Over the past few weeks, I’ve written on the Berlin Wall, toured a Soviet nuclear bunker, haggled for a pocketwatch at a flea market in Budapest, taken a day-long train trip through Slovakia, climbed Mt. Vesuvius, collected sulfur samples from the world’s only privately-owned active volcano, eaten at the pizza place from Eat, Pray, Love, and had coffee inside the world’s oldest operational nuclear power plant.

What.

I am intensely aware that I’ve seen more of the world in three months than most people will get to see in their entire lives, and I’m still trying to figure out what to do with all this accumulated experience. I’ve been devout about taking notes — I’ve recorded everything from the color of paint inside a reactor’s control room (seafoam green where it’s not white panels covered in cartoonish mockups of circuitry) to snack foods in Eastern Europe (stay away from a Hungarian candy called Zizi-Love, which are fruity puffed rice grains in neon candy coating — in spite of their charming appearance, they taste like cough syrup-flavored tootsie pops). My little grey notebook is running low on pages, and we’ve still got two more big trips to go.

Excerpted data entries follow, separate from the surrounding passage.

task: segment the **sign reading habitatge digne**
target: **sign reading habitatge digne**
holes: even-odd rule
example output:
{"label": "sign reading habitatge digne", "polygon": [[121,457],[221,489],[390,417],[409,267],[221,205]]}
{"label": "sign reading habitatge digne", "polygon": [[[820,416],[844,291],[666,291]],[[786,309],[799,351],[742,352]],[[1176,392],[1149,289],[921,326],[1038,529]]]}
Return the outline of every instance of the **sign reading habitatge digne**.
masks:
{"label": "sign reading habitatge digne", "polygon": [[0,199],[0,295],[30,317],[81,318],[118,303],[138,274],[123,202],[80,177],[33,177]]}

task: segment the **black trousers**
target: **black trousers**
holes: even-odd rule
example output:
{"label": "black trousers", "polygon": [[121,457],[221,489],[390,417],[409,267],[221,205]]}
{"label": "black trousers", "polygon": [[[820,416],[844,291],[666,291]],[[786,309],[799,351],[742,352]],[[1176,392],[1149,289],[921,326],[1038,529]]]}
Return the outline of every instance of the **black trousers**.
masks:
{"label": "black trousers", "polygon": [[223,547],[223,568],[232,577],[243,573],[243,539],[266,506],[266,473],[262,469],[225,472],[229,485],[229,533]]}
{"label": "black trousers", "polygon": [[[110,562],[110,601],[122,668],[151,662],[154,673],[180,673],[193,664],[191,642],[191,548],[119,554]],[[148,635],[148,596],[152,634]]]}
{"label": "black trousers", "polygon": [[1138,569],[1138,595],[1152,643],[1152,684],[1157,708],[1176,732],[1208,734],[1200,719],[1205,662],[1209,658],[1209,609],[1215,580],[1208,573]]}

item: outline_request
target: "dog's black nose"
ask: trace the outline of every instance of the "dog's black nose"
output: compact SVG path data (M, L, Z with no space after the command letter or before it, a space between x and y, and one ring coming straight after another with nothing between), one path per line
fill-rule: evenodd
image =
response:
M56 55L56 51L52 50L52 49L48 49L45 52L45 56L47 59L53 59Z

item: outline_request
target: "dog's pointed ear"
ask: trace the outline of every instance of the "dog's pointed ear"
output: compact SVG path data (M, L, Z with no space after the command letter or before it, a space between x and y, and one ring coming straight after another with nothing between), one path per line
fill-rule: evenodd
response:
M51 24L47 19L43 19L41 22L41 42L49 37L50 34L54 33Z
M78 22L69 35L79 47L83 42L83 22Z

I’ve gotten good at living out of suitcases, writing essays while in transit, rationing snacks and battery life, and recording everything as part of the process. I’ve even begun to learn the mysterious and previously unattainable art of napping on public transportation. It will be very weird, I suspect, trying to readjust to not constantly being on the move. Maybe then I’ll actually have a chance to start piecing together all the stuff I’ve written this semester into some larger coherent form — all those notes have got to lead somewhere. While I’m having the time of my life over here, I’m looking forward more and more to the downtime that will allow me to sort them out.